The pressure gradient is a change in pressure over a distance; the pressure gradient force over some distance $$n$$ is thus

\begin{equation*} PGF = \frac{\Delta P}{\Delta n} \end{equation*}

The force always points from areas of higher pressure to areas of lower pressure. The steeper the pressure gradient, the stronger the PGF and the stronger the winds.

Mapping variations in pressure can thus be used to indicate the PGF. There are two main ways to show this:

• surface pressure map: shows the atmospheric pressure adjusted to sea level (MSLP). Isobar contours can be drawn to indicate pressure values.

• isobaric chart: shows the altitude of a given pressure surface.

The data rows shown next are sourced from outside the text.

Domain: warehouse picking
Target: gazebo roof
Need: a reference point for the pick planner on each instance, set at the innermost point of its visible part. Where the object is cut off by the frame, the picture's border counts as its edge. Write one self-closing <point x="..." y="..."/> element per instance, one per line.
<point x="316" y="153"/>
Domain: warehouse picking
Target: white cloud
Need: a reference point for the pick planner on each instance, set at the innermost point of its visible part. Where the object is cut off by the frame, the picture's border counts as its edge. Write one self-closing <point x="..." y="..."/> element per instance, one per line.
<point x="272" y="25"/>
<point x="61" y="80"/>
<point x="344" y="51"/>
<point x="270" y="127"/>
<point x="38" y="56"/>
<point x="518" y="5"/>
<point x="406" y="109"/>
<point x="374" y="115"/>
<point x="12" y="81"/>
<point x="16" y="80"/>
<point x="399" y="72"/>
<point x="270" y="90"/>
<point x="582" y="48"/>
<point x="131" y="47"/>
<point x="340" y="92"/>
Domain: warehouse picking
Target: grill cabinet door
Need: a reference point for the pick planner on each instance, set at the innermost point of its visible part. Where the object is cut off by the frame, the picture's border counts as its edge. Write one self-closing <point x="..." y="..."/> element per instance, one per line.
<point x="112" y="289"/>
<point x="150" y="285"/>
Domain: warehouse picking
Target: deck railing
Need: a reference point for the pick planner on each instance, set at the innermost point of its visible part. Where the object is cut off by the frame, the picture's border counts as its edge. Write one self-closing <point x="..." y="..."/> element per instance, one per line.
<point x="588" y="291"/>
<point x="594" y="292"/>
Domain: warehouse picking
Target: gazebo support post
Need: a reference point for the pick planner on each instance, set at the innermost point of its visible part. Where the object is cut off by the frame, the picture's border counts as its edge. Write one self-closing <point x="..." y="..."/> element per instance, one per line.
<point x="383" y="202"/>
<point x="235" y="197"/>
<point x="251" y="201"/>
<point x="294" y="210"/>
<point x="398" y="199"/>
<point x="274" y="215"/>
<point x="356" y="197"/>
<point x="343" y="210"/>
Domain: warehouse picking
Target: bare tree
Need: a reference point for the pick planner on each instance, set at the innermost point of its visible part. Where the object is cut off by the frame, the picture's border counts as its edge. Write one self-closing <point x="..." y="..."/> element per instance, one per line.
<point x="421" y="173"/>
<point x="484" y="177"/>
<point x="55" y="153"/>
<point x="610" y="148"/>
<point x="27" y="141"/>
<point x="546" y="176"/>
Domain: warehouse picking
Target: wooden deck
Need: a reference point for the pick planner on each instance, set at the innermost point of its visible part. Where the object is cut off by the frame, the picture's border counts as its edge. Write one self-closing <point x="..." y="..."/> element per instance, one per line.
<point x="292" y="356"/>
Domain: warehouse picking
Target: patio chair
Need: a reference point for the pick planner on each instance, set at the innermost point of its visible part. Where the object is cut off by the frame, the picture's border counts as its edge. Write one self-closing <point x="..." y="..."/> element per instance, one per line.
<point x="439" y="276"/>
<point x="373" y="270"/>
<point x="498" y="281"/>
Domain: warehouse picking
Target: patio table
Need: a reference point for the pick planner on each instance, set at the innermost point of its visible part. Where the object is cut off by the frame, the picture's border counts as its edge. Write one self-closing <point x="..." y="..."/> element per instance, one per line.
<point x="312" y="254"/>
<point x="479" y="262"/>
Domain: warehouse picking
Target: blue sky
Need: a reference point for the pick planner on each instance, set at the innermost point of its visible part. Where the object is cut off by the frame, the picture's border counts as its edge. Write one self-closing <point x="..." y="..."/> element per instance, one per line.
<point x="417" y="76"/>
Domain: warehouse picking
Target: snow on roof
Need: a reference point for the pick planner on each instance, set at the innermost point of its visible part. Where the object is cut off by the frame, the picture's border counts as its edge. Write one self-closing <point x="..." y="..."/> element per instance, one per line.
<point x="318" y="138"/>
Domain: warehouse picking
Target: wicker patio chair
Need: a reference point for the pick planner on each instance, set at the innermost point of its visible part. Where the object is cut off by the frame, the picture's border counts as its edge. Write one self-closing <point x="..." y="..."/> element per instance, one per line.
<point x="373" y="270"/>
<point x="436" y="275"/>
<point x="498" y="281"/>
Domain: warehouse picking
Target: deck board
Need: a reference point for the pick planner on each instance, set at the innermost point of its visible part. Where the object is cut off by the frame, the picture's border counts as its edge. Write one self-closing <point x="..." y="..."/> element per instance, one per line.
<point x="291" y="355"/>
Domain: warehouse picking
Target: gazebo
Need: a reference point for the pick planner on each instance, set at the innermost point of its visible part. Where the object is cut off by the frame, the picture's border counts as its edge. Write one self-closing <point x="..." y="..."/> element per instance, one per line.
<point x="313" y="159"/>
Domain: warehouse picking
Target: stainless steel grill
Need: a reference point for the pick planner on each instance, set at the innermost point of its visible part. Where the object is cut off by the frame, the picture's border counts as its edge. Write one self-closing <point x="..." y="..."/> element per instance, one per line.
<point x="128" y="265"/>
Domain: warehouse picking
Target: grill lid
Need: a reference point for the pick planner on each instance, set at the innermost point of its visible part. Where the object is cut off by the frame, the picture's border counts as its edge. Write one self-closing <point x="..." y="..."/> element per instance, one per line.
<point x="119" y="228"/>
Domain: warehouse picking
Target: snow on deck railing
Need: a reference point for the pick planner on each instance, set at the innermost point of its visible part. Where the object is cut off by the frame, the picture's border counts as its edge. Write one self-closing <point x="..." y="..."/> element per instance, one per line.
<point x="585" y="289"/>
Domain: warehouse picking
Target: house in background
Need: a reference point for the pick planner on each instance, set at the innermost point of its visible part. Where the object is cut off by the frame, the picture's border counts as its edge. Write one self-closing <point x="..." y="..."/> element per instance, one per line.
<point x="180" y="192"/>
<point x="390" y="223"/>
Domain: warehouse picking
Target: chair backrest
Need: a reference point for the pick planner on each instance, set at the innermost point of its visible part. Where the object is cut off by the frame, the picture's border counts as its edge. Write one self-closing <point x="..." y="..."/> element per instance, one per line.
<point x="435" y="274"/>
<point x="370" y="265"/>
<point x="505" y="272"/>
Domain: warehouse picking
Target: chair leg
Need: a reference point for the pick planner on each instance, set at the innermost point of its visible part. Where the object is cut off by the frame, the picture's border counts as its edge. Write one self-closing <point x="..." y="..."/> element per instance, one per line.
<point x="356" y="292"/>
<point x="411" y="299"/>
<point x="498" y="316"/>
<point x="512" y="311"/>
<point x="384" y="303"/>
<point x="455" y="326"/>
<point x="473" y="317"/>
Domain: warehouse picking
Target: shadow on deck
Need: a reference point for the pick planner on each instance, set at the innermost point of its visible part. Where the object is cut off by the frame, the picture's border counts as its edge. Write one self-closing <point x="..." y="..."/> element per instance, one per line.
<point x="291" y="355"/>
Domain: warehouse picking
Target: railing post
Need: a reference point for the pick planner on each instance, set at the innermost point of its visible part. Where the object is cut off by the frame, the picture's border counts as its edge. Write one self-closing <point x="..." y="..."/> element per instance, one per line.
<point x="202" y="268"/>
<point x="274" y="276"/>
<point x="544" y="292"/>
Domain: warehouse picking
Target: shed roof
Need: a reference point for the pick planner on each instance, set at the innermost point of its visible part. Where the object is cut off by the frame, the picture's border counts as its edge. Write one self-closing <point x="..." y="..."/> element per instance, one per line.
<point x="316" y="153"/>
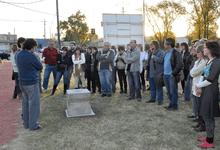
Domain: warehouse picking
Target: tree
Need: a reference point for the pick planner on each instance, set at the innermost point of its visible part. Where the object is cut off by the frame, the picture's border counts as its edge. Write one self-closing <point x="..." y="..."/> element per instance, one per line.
<point x="163" y="15"/>
<point x="76" y="29"/>
<point x="204" y="16"/>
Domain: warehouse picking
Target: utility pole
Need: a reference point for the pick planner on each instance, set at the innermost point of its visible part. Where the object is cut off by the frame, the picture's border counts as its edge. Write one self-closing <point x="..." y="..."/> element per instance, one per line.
<point x="58" y="25"/>
<point x="44" y="29"/>
<point x="144" y="25"/>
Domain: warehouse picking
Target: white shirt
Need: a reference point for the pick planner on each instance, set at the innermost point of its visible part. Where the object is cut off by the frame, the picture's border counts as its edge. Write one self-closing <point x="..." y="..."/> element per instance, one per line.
<point x="143" y="57"/>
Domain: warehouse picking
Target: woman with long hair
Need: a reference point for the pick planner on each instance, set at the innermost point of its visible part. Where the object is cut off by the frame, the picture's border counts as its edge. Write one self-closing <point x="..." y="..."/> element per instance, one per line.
<point x="79" y="68"/>
<point x="209" y="91"/>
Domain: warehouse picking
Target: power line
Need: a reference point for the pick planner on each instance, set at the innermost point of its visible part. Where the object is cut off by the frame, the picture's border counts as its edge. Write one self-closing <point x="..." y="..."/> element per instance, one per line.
<point x="33" y="10"/>
<point x="21" y="3"/>
<point x="15" y="20"/>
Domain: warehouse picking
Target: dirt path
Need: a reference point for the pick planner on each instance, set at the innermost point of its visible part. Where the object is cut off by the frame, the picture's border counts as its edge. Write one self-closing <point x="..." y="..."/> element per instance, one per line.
<point x="9" y="108"/>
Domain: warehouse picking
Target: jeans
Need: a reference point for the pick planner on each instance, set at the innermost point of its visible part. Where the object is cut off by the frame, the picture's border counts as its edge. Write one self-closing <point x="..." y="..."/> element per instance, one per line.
<point x="47" y="71"/>
<point x="105" y="80"/>
<point x="95" y="81"/>
<point x="143" y="80"/>
<point x="69" y="75"/>
<point x="196" y="105"/>
<point x="114" y="79"/>
<point x="188" y="89"/>
<point x="134" y="84"/>
<point x="172" y="89"/>
<point x="17" y="91"/>
<point x="122" y="80"/>
<point x="210" y="126"/>
<point x="30" y="105"/>
<point x="156" y="91"/>
<point x="59" y="76"/>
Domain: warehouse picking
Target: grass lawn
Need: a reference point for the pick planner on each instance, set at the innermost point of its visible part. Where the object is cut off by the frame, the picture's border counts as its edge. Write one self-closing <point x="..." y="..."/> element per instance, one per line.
<point x="118" y="125"/>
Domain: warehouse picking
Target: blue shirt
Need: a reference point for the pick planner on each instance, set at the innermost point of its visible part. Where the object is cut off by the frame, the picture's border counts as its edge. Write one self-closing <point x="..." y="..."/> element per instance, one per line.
<point x="28" y="67"/>
<point x="167" y="62"/>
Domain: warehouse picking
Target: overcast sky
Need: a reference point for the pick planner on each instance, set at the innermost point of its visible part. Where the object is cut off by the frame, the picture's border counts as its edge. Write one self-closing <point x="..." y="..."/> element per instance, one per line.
<point x="30" y="24"/>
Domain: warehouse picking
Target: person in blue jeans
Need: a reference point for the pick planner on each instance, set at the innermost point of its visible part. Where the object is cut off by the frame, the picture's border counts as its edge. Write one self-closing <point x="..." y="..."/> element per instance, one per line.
<point x="106" y="60"/>
<point x="28" y="69"/>
<point x="62" y="70"/>
<point x="156" y="73"/>
<point x="172" y="67"/>
<point x="50" y="59"/>
<point x="132" y="60"/>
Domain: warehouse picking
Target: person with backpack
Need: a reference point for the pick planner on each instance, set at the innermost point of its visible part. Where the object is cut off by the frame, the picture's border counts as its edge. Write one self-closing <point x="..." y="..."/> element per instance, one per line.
<point x="172" y="72"/>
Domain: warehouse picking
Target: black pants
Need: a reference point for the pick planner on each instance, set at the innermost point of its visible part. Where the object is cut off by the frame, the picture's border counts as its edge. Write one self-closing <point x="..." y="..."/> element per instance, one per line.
<point x="95" y="81"/>
<point x="143" y="85"/>
<point x="17" y="90"/>
<point x="122" y="80"/>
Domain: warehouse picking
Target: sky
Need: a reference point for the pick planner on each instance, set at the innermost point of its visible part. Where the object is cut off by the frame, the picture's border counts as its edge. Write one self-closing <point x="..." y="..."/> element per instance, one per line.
<point x="31" y="24"/>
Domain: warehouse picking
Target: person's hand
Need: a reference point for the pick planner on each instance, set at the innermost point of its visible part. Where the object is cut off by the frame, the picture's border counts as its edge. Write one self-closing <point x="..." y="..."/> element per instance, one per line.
<point x="198" y="91"/>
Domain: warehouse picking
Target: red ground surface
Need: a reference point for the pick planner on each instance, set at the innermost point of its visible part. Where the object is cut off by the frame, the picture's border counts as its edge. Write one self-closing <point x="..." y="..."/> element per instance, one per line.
<point x="9" y="108"/>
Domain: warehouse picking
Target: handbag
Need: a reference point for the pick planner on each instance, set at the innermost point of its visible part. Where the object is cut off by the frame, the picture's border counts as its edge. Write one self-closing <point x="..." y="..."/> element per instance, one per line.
<point x="159" y="80"/>
<point x="13" y="76"/>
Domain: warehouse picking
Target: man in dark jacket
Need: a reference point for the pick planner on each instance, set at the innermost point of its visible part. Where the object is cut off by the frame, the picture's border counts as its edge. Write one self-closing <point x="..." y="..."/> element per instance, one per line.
<point x="172" y="67"/>
<point x="106" y="58"/>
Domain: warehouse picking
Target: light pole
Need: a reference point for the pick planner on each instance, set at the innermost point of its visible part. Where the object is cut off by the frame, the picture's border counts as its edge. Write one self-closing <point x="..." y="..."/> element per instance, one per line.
<point x="58" y="25"/>
<point x="143" y="25"/>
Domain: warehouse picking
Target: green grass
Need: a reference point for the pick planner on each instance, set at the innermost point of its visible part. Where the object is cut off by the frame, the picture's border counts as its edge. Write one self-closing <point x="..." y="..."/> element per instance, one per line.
<point x="118" y="125"/>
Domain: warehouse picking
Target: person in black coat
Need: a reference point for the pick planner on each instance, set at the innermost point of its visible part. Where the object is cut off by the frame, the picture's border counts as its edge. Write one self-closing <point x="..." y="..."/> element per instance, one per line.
<point x="88" y="56"/>
<point x="62" y="63"/>
<point x="208" y="88"/>
<point x="94" y="71"/>
<point x="187" y="61"/>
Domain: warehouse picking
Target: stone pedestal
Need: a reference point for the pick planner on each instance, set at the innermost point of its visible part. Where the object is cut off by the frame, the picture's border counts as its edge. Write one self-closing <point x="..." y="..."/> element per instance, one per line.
<point x="78" y="103"/>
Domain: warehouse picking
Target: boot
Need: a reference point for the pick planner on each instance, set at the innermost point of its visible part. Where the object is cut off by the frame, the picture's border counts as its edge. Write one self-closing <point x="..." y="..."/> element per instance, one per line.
<point x="64" y="89"/>
<point x="54" y="89"/>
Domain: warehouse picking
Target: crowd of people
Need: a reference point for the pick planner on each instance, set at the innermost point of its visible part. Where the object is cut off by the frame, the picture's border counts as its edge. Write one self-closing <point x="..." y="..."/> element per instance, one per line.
<point x="196" y="67"/>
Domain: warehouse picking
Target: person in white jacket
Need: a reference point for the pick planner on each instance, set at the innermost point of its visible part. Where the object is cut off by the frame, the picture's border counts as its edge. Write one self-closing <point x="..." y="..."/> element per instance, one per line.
<point x="196" y="74"/>
<point x="78" y="59"/>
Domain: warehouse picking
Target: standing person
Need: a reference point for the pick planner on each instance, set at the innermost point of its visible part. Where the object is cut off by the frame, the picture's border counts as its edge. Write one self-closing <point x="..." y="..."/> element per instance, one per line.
<point x="209" y="90"/>
<point x="114" y="70"/>
<point x="143" y="61"/>
<point x="88" y="63"/>
<point x="106" y="60"/>
<point x="79" y="60"/>
<point x="133" y="71"/>
<point x="120" y="64"/>
<point x="69" y="66"/>
<point x="94" y="71"/>
<point x="28" y="70"/>
<point x="17" y="90"/>
<point x="196" y="74"/>
<point x="187" y="60"/>
<point x="156" y="73"/>
<point x="50" y="59"/>
<point x="62" y="66"/>
<point x="172" y="68"/>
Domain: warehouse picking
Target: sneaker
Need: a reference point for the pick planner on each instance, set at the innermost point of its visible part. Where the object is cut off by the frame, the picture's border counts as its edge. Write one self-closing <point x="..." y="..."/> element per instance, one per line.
<point x="160" y="103"/>
<point x="130" y="98"/>
<point x="201" y="138"/>
<point x="139" y="99"/>
<point x="200" y="129"/>
<point x="206" y="145"/>
<point x="103" y="95"/>
<point x="191" y="116"/>
<point x="151" y="101"/>
<point x="109" y="95"/>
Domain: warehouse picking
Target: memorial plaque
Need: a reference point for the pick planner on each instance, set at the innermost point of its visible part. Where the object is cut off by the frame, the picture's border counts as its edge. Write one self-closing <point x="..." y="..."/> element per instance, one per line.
<point x="78" y="103"/>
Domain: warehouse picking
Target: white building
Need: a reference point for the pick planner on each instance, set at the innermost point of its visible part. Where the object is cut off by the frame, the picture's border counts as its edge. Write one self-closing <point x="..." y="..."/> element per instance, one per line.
<point x="120" y="29"/>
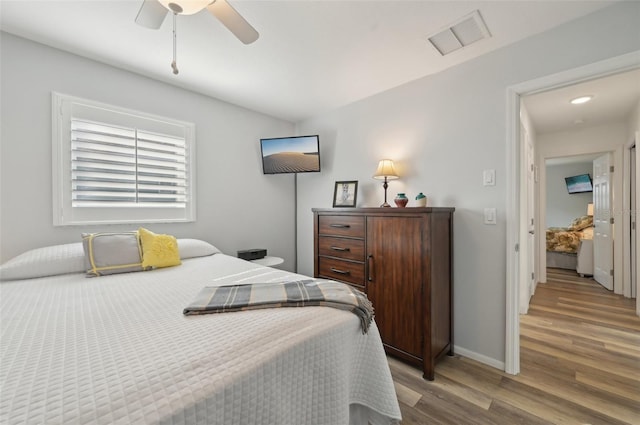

For example, how high is the "500-mbar" level above the surface.

We can again consider how pressure reflects the weight of the air above: areas of high pressure have higher isobaric altitudes than areas of low pressure; this will influence air movement and subsequent weather.

If PGF always points from high pressure to low pressure, and pressure decreases with altitude, why doesn't the atmosphere just fly away?Answer.
The Earth's gravity prevents this from happening; the balance between gravity and the pressure gradient force is otherwise known as the hydrostatic balance (see Section 2.4) which governs how quickly the pressure changes with altitude.